Known as pumped storage, the giant facilities push large volumes of water uphill when there is surplus electricity, and then let gravity move it back down through turbines to generate hydroelectric power when extra kilowatts are needed.
Newer technologies for energy storage—including batteries, flywheels, compressed air and ice—are under development, but the proven, old-school solution of storing water as a proxy for power is attracting renewed respect from utilities and environmentalists aiming to fight climate change. It helps solve a big problem as power companies invest in renewable energy, which doesn’t always produce electricity when it is most needed.
California, for example, set a record for solar-power production in early July. But peak demand for electricity comes in the early evening, long after solar production has peaked. Pumped storage gives producers a way to bank energy for future use.
“We’re seeing just a huge resurgence of interest,” says Jeff Leahey, deputy director of the National Hydropower Association.
Renewable-energy sources produced 10% of the nation’s power last year, and are growing so fast that they are now expected to overtake nuclear energy by 2021 and coal by 2030, according to the Energy Information Administration. Even at existing levels, excess renewable output is disrupting electricity markets, flooding the wires with power during certain times of day and sending wholesale power prices plunging.
When PG&E Corp. and environmentalists brokered a deal last month to shut down the Diablo Canyon nuclear plant by 2025, green activists weren’t just looking to close California’s last remaining nuclear facility and replace it with renewable energy. They also wanted the nuclear plant’s pumped-storage “battery pack” to be even more available for green energy.
Known as the Helms Pumped Storage Plant, the facility built in 1985 consists of two reservoirs linked to a 1,200-megawatt hydroelectric powerhouse in the Sierra Nevada mountains.
“I don’t think people know what a big deal pumped storage is,” says S. David Freeman, a former general manager of the Los Angeles Department of Water and Power who is a senior adviser to Friends of the Earth, one of the environmental groups involved in the deal. “It’s by no means a futuristic thing. It’s been around for decades.”

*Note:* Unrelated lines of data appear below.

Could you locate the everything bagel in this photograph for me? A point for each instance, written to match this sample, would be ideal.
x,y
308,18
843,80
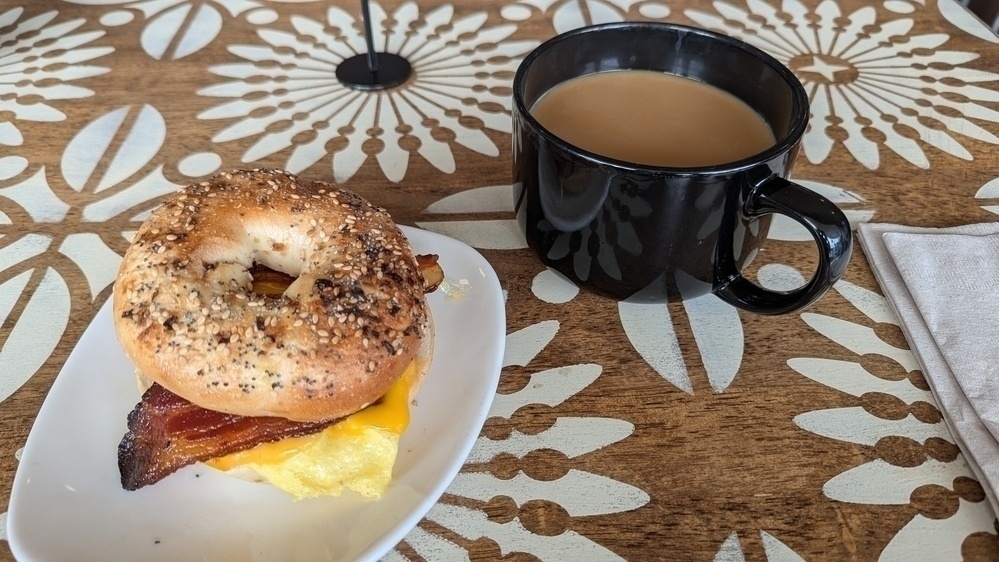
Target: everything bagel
x,y
187,315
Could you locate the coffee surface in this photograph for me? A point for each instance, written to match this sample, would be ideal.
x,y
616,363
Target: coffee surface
x,y
653,118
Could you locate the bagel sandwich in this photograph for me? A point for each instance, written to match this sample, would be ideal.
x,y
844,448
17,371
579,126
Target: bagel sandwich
x,y
280,330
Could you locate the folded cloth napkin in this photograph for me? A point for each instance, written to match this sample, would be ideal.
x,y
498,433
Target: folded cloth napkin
x,y
943,285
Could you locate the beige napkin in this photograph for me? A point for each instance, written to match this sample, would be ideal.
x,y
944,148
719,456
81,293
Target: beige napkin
x,y
943,285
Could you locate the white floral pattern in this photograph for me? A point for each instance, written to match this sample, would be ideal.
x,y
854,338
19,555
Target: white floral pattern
x,y
39,56
871,83
877,481
578,492
461,73
571,14
178,28
116,181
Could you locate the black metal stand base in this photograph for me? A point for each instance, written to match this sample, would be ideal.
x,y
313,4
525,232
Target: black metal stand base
x,y
390,71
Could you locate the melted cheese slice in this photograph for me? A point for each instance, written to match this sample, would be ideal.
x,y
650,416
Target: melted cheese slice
x,y
357,453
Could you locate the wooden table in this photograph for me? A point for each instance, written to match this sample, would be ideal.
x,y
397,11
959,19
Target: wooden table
x,y
689,431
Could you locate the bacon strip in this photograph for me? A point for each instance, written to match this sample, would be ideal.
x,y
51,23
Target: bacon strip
x,y
167,432
433,274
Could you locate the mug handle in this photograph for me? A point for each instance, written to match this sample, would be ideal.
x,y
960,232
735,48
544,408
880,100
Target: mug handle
x,y
825,222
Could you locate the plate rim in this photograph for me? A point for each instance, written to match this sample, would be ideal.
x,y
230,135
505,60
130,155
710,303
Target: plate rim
x,y
392,535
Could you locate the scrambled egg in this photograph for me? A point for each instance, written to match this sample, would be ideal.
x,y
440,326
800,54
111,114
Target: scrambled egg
x,y
357,453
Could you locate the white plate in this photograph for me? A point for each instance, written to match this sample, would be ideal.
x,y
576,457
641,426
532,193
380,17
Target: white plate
x,y
67,502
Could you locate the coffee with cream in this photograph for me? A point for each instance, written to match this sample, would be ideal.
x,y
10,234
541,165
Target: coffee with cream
x,y
653,118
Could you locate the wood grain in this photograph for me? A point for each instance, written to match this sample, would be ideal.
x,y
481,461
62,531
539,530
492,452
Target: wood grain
x,y
712,463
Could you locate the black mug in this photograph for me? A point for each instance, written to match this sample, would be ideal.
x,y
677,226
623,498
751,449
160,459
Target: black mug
x,y
656,234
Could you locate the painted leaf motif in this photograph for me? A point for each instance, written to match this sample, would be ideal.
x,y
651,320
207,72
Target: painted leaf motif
x,y
580,493
304,111
93,145
512,536
178,26
947,535
651,332
717,331
39,328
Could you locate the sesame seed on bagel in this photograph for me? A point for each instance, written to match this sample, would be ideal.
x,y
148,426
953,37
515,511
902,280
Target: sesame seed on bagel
x,y
353,318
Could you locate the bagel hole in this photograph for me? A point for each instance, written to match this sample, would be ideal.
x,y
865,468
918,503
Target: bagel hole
x,y
269,282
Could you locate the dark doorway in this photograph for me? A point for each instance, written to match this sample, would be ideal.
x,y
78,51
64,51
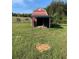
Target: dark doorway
x,y
43,21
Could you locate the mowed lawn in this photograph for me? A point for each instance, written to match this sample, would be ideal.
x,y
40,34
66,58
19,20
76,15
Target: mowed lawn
x,y
25,39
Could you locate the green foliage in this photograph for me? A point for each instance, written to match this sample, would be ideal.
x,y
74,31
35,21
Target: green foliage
x,y
24,40
58,12
21,15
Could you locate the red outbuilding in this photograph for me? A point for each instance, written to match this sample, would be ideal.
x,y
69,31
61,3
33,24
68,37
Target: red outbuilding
x,y
40,18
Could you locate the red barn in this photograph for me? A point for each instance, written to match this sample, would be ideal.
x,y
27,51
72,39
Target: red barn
x,y
40,17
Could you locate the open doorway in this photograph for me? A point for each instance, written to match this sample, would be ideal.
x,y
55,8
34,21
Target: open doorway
x,y
42,21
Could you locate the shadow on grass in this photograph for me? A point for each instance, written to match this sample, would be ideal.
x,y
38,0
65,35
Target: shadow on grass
x,y
56,26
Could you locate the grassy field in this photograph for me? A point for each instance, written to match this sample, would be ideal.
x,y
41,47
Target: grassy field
x,y
24,40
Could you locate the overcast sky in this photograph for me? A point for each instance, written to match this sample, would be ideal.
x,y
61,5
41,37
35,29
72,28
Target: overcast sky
x,y
27,6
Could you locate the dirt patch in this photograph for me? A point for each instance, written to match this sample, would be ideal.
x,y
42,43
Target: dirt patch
x,y
42,47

Helms is one of 42 pumped storage plants in the U.S. Combined, they have a capacity of 23,000 megawatts, equal to about 20 reactors, according to the Energy Department. That may nearly double in coming years: Proposals to add 18,000 megawatts of pumped-storage capacity are currently before the Federal Energy Regulatory Commission.
Pumped-storage facilities are expensive to build. Still, they remain the cheapest form of large-scale electricity storage according to the Energy Department, which estimates they make up about 99% of such storage world-wide.
On the surface, pumped storage makes no sense—there is a net loss of energy from moving water uphill and then generating power. It often takes five units of electricity to pump water that makes four units of power.
But for decades, pumped storage was a cost-effective way to store surplus energy from nuclear plants—which produce the same amount of electricity at all times of day—and convert it into electricity for peak demand during the day.